Open Letter to Evangelical Air Force Chaplain Sonny Hernandez From the Freedom From Religion Foundation

sonny hernandez

Yesterday, I published an excerpt from an article by Air Force Chaplain Sony Hernandez — a Fundamentalist Calvinist —  in which Hernandez told Christian soldiers that their duty to God comes before the U.S. Constitution. Today, church-state watchdog Freedom From Religion Foundation responded to Hernandez.

To Captain Sonny Hernandez, Chaplain for the U.S. Air Force Reserves:

Dear Captain Hernandez,

This is a response to your recent misguided rant about the “duties” of Christian military chaplains to “avoid supporting or accommodating evil.” You make it clear that by “evil” you mean the American values of religious pluralism and the constitutional right of non-Christians and the nonreligious to freely exercise their beliefs. Your ideas are unworthy and un-American.

The tirade was meant to encourage other military chaplains to follow your lead and turn their backs on the Constitution — the very document that you and they have sworn an oath to uphold and defend — by actively denigrating non-Christian service members. This is a shameful call to action that will actively undermine unit cohesion and the readiness of our armed forces.

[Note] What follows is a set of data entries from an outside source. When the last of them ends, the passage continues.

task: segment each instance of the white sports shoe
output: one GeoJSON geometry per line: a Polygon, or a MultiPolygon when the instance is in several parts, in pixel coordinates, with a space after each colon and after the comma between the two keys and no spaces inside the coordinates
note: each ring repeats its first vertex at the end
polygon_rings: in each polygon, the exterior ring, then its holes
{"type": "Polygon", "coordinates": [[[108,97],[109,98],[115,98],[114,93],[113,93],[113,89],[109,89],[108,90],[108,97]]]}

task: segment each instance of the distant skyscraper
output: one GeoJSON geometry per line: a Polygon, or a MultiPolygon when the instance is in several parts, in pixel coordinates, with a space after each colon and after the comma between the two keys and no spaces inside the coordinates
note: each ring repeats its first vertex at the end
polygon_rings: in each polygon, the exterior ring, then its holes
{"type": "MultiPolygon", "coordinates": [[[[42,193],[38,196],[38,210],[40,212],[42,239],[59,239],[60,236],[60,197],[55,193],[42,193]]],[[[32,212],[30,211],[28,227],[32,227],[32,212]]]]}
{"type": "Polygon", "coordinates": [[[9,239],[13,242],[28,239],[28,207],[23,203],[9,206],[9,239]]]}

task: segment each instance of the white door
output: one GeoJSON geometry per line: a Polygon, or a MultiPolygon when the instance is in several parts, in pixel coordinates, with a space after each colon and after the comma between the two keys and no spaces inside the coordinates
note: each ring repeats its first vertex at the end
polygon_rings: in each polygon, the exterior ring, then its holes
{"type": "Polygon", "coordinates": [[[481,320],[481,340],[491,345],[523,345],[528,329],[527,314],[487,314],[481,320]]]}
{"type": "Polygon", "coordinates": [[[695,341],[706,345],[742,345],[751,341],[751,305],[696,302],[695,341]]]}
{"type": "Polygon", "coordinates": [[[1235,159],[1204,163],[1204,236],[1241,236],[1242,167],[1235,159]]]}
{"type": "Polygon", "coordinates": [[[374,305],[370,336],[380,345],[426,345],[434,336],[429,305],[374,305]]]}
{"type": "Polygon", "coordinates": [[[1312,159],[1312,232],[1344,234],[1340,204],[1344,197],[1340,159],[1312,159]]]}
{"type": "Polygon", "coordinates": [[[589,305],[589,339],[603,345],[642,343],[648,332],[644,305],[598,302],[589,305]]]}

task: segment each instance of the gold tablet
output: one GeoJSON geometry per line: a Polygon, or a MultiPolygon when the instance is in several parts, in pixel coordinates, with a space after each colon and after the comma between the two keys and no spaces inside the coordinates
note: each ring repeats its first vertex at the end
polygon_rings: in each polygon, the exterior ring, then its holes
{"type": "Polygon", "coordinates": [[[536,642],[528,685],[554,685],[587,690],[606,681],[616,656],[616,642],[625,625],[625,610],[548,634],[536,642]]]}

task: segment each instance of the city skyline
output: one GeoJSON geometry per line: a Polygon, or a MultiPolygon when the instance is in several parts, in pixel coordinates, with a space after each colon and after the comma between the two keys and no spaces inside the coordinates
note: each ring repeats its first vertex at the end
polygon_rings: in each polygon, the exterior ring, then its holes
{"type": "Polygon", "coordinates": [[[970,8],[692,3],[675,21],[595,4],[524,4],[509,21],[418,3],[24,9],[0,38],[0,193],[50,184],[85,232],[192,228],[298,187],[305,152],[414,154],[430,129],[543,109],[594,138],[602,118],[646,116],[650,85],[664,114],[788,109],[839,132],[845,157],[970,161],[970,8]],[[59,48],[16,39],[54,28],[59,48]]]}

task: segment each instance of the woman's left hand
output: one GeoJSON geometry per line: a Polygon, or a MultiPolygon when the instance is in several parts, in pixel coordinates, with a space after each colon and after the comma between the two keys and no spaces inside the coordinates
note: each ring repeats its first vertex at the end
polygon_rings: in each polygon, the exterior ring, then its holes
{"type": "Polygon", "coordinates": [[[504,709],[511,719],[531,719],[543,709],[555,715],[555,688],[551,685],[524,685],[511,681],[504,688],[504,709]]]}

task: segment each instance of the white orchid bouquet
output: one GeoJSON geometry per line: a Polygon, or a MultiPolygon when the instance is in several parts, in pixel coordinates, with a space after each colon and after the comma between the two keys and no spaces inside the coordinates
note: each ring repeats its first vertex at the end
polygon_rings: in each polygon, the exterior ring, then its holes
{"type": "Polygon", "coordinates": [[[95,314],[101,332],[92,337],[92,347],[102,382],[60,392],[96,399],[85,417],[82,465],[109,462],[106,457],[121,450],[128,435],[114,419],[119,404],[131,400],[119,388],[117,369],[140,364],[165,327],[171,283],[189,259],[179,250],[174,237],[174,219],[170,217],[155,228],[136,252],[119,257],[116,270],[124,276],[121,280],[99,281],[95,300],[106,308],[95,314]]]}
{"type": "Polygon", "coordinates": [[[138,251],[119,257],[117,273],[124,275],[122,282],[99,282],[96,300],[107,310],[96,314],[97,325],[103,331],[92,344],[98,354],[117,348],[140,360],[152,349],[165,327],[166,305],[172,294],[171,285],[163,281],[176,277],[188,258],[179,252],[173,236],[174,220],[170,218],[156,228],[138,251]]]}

You begin your diatribe by distinguishing between “True” Christians (those who are devoted to your interpretation of the bible and “hate the things that God hates”) and “Counterfeit” Christians (those who “appeal to the Constitution” and “support everyone’s right to practice their faith regardless if they worship a god different from ours”). You declare that military chaplains “accommodate evil” if they accommodate the men and women of our armed services who are not Christian.

Midway through your rant, you swing and miss at an incredibly easy question that you pose to yourself: “Is it wrong for a professing Christian service member to say, ‘I support the rights of all Americans to practice their faith since the Constitution protects their rights?’ ”

The easy, correct, obvious answer — the one demanded by your oath to uphold the Constitution — is, “No, it’s not wrong to support the right of free religious exercise, or any of the other rights enshrined in our Constitution.”

Your answer? “Absolutely!” Your disrespect for the very principles on which this nation was founded is appalling.

As a military chaplain you have a duty to aid our service members in the free exercise of their religious beliefs. Accommodating the free exercise of religion is, in fact, your only job. Military chaplains exist to grant our service members access to a church or religious leader of their chosen religion while they live on base or travel overseas.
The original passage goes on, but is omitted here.